I have been a long life fan, born and raised into the burgundy and gold family. My dad instilled it into me as a young lad growing up. There were some chances I had earlier in life attending a game, but through life situations they never manifested.
Sean Taylor was my favorite player, and I was so exciting watching him play every Sunday. I never had the chance to see him play live. The best chance I had was when I was living in Seattle, and in 2007 he passed away earlier that year, which brought a grown man to tears in bed once finding out the news. My favorite player just gone, that fast. I started watching many highlight videos, still shedding tears throughout my time in Seattle, and truth be told i'm still not over it.
Truth be told, outside of watching Sean Taylor play live, I really wasn't interested in seeing a game personally. We had been an abysmal team for all I can remember, so why would i want to waste my hard earned dollars on a team that fielded such terrible results? After his passing and when we went on that memorable run, I was proud of my team of coming through and when I was gonna go to the 2007 playoff game, my job wouldn't give me off. So there I was listening to it on the radio, at work and I remember the kickoff that we so happened to get. And then we choked and all I could do was flail my arms up saying theres the redskins I know! After 2007 when Gibbs left, and the Zorn era was dawned, everything went on a massive mudslide. The 6-2 start false advertisement had us thinking we were prime for some real estate, but we saw how fast that turned. And year after year after that, my urge to see the team play live has slid down faster than an avalanche. Every Sunday I went through the motion: church, tv on, watch us get embarrassed, shrug my shoulders, turn tv off and carry on about my business.
Insert 2010, when I started paying college football some attention. This kid out of Baylor just caught my attention, more than a Vick. He flung the ball downfield, he outran defenders and had a sick spin move, but most importantly he didn't take off every play. I started to sit in a little closer to his games, watching how he played and honestly it was like no other qb I have seen. The accuracy all over the field, the play fakes, he just amazed me. After being high from his play, watching Donovan Mcnabb just totally brought me back down to a valley of negativity. How come this kid playing college makes me happier than watching my own team? I started telling folks to watch out for this qb, he is gonna make some noise. Donovan Mcnabb fails, and 2011 we pass on gabbert thank God!
I had no hopes in 2011, and barely even cared to watch a game honestly.
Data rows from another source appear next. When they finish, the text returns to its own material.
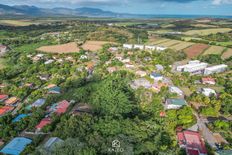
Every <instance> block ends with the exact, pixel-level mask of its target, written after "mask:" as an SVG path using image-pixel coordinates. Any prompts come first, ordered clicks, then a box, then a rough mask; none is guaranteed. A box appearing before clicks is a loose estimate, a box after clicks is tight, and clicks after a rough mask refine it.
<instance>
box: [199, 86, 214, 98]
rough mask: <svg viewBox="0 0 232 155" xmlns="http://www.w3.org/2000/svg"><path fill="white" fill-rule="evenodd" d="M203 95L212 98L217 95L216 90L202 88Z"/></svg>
mask: <svg viewBox="0 0 232 155" xmlns="http://www.w3.org/2000/svg"><path fill="white" fill-rule="evenodd" d="M201 93H202V94H203V95H205V96H208V97H210V96H212V95H216V92H215V90H213V89H211V88H202V90H201Z"/></svg>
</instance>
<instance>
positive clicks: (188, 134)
mask: <svg viewBox="0 0 232 155" xmlns="http://www.w3.org/2000/svg"><path fill="white" fill-rule="evenodd" d="M177 138H178V142H179V145H180V147H182V148H185V149H186V152H187V154H189V155H207V151H206V147H205V143H204V142H203V141H202V139H201V136H200V134H199V133H198V132H194V131H189V130H186V131H183V132H177Z"/></svg>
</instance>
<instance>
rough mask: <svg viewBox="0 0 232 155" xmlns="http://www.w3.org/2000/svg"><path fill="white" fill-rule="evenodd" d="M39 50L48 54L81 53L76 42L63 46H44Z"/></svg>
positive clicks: (68, 43) (72, 42)
mask: <svg viewBox="0 0 232 155" xmlns="http://www.w3.org/2000/svg"><path fill="white" fill-rule="evenodd" d="M37 50H38V51H41V52H47V53H72V52H79V51H80V49H79V47H78V46H77V44H76V43H74V42H72V43H67V44H62V45H52V46H42V47H40V48H38V49H37Z"/></svg>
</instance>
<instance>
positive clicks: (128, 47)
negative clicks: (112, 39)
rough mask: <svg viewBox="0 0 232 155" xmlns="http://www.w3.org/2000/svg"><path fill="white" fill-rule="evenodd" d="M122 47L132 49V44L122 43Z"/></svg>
mask: <svg viewBox="0 0 232 155" xmlns="http://www.w3.org/2000/svg"><path fill="white" fill-rule="evenodd" d="M123 48H125V49H133V45H132V44H123Z"/></svg>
Even after that giant whooping we put on the shorties I didn't care. Robert Griffin III played on Saturdays and that was what I looked forward to. A few of my friends asked me who did I want in this draft 2012 and I said, "If he comes out, I would be ok with selling the farm for Griffin! I WANT GRIFFIN!" "Who?! He sucks, hes a bum, etc" was their response, and I started smiling and said good, let him go under the radar. Unfortunately, that didn't happen as we all know he set the college world on fire. Next thing you know, friends of mine were calling me saying "Ok I lied, that qb is NASTY! He throws it everywhere, is fast, wow!" As the college year went on and we started John Beck and smh, lol those three games was the lowest I ever been. I was ok with "Whiffin for Griffin", and i started to pay attention to LL, Tk more often than usual and when the report came out that we ad Griffin over Luck my head started to hurt from. Then, Griffin declared. I started wishing that we would lose out, or rams would get number 2 pick and sure enough that came to fruition. Then, it was a bidding contest and I didn't care how we got the 2 pick, but as long as we got it i'd be happy. We did what it took, and next thing you know my happiness as a fan came right back to life! Now, I want to see a game live again!
A buddy of mine that is like my little brother that is in the Air force came back to Va to visit for Thanksgiving. About a month ago, He calls me and says "I leave Dec 4th, If i bought us a ticket to the redskins game on MNF, we split gas, would you drive?" A breath didn't even need to be taken for me to respond to that question, and redskins nation here it is. I had been waiting 25 years for this time. RG3 has united this fanbase that has been itching for SOME type of success now after 2 decades has past. We have hope. We have power. We have HIGH VOLTAGE ELECTRICITY! We can score at ANY POINT of the game. I haven't been confident to say that since...never! This is my first game, I will represent for my family and yell as loud as I can, I will hold a poster up for my brother in prison to hopefully see me! I will be attending my first game, this monday night!
What was your first game story like?